Life is a series of choices that, after the fact, sometimes seem grossly unfair. Opting for the elite school meant not going to the less expensive state school. Opting for that specialized degree that, even in the best of times has less-than-stellar job opportunities, meant not taking a degree in mundane but more employable areas like business or education.
I never blame the students, but such claims always make me wonder: If these important tradeoffs are not obvious to wide-eyed high-school seniors shopping the right college, surely their bill-paying parents see the future through more-worldly glasses?
Unfortunately, the blame for such bad decisions often is directed at the colleges that admitted them. As pundits and state officials often ask, “Couldn’t the problem be solved if universities simply cut costs?”
The cost of educating someone for four years is much more than professors’ salaries. The modern university competes for students and must, therefore, provide more than the promise of a quality education to attract them. Why else do schools build beautiful, state-of-the-art fitness centers? Or have free internet connections everywhere on campus? Or provide food service that resembles food courts where choice abounds? Or have many more counselors to assist students? Or why external fundraising and compiling the necessary staffs to conduct it is an increasingly important aspect of university administrators’ daily life?
Add to this short list the fact that states have and continue to severely reduce public funding. Mix it all together and tuition and fees increase, reflecting the true, non-subsidized cost of a getting a college degree.

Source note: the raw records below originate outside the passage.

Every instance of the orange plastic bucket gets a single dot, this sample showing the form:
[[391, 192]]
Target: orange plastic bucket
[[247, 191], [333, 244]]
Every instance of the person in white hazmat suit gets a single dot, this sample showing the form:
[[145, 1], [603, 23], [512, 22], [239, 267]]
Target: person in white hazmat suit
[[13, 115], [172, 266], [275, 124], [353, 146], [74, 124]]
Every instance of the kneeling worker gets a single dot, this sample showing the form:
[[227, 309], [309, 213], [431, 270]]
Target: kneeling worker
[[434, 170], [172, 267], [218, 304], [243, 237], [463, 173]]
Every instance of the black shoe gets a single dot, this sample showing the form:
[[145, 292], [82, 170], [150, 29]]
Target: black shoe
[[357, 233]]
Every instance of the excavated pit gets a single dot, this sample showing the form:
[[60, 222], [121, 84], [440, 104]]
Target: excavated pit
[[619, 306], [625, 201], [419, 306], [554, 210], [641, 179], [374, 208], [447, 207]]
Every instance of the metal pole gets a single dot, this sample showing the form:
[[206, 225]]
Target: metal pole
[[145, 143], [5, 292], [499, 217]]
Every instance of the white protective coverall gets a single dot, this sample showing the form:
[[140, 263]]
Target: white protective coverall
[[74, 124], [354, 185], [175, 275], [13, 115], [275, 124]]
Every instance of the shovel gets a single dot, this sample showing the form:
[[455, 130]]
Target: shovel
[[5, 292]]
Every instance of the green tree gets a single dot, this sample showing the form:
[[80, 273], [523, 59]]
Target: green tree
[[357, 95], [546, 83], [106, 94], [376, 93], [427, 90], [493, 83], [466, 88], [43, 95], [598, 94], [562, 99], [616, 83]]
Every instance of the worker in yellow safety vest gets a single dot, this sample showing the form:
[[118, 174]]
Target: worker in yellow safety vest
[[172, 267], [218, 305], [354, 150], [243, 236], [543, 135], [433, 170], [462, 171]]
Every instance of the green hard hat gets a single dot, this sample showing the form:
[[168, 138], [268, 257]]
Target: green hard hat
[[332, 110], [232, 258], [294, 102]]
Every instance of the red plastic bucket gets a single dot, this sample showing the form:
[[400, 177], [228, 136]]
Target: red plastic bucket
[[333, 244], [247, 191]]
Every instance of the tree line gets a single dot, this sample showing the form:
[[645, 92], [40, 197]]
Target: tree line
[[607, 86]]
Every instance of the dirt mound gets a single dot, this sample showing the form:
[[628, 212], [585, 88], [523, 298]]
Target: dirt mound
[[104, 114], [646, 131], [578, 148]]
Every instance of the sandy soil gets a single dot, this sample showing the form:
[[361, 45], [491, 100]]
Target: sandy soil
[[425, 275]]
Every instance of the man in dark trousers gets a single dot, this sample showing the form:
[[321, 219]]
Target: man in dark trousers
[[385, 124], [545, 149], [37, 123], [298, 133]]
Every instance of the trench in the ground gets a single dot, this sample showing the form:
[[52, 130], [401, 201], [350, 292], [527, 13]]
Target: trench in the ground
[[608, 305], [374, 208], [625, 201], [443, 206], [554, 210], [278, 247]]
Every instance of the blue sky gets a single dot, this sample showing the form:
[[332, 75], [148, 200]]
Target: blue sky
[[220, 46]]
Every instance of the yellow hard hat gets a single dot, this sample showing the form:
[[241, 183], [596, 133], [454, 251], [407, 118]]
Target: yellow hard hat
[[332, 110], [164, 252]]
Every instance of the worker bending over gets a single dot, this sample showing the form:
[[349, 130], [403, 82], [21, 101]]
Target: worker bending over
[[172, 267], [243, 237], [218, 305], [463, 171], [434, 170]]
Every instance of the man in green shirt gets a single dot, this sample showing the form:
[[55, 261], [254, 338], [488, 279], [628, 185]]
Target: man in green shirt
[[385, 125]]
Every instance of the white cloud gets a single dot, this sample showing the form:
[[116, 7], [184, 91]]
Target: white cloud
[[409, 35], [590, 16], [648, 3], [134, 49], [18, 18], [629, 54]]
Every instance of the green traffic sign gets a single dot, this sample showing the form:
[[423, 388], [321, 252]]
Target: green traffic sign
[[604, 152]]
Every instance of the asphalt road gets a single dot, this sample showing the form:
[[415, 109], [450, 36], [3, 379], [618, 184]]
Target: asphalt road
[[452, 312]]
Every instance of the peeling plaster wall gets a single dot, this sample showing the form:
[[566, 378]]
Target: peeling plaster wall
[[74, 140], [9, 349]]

“Surely there must be ways to make higher education a better deal!” you’re probably shouting by now. I’d argue that it already is, but suppose you’re right. One way would be to not admit would-be students if they do not meet minimum educational standards. It was recently reported that a large percentage of the entering freshmen at California state universities were deficient in key areas, like math or English. Allowed to stay, most universities provide expensive remedial classes that amount to repeating high-school.
Why not just pay faculty less? Though popular, reducing salaries increases the likelihood that your student will get an instructor who teaches very little. It does not take in-depth knowledge of a field to stand in front of 100 students and read the PowerPoint slides provided by the textbook company. While I do not claim it never happens, it is more likely to occur if universities hire less expensive instructors who lack adequate training.
Go online and that’ll cut costs, right? After all, who ever heard of learning something by writing down what you’ve just seen written on a, what do they call it, blackboard? TV advertisements aside, the best learning seldom occurs over a small digitized screen accessed at ungodly hours of the morning when you’re all comfy in your pjs. Online courses work for students who are self-motivated and task-oriented. Unfortunately, the vast majority of students do not possess such qualities.
And by online courses I do not mean electronic versions of the old correspondence course: Read this chapter, take this test, pass it and move on; if fail then retake; repeat sequence as necessary to collect course credit. Successful (read educational) online courses require timely participation, study and commitment.
Research also shows that the optimal class size — optimal in terms of the educational aspect, not its revenue-generating capabilities — for an online course is probably 30 students or fewer. Measuring success with an online format should not mean gaging it by a student-teacher ratio that jumps from 16:1 to 300:1. Consequently, a good online course probably is not a cost effective panacea.
Can higher education be made more efficient and still provide students with an education that gives them a leg up? Sure. But it is more complicated than slashing budgets, laying off faculty and staff, demanding a greater online presence and blindly increasing the number of diplomas handed out. These are not long-term solutions if (and this is an important if) the objective is to raise educational attainment.
R.W. Hafer is a distinguished research professor of economics and finance at Southern Illinois University Edwardsville and a research scholar with the Show-Me Institute, St. Louis.